Штурмфюрер Нессенс

We use cookies. Read the Privacy and Cookie Policy

 Я ясно понимал, что никакого “рассмотрения” дела о моем романе нет. А время шло и шло. Меня уже дважды останавливал на дворе крайне неприятный небольшой человек в хорошем штатском костюме. Худой блондин, с пронзительно стеклянными глазами, он был единственный в лагере, кто носил штатское. Тонкий нос, как нож, на узком, словно напудренном, лице придавал ему вид птицы. Довольно хищной. Разговаривая, он не глядел на вас, а как-то накоротке хватал вас острым взглядом. Его молочно-розовое лицо то и дело дергалось, и он слегка заикался.

Первый раз совершенно неожиданно он остановил меня на дворе и проговорил по-французки:

Parlez-vous français? Oui, je parle.

Этим патологическим человеком вопрос был брошен конечно, неспроста. “А не французский ли я шпион?” В концлагере цветет какая угодно фантастика. Я знал, что люди сидят тут по самым невероятным доносам.

Хищный человек всегда с опушенной головой, с танцующей походкой был штурмфюрер Нессенс — следователь концлагеря. Стало быть, тот, кто допрашивает арестованных. Это по его вызовам то и дело ведут заключенных на третий этаж в комнату № 16. Через несколько дней после того, как Нессенс заговорил со мной по-французски, я убедился, что он самый страшный человек в лагере.

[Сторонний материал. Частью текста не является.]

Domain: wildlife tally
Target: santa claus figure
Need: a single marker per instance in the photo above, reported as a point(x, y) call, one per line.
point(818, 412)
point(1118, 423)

Я сталкивался с Нессенсом на дворе, ловил на себе его короткие злые взгляды. Я понимал, ему не нравится, что я иностранец, что помещен в амбулаторию, что полусвободно хожу на луг, на двор, что за мной нет никакого обвинения, по которому он мог бы меня “допросить” в комнате № 16. Для людей типа Нессенса невиновных нет, все должны быть виновны. Интересную статью (воспоминания о пресловутом “знаменитом” Берте Брехте) написал его друг американский профессор Сидней Хук. Коммунист Берт Брехт пришел к нему в Нью-Йорке. Сидней Хук спросил его, как он относится к московским процессам и казням ни в чем не повинных людей. Брехт ответил: “Чем больше они невиновны, тем больше они виноваты”. Хук подал ему пальто и шляпу, и больше они не виделись.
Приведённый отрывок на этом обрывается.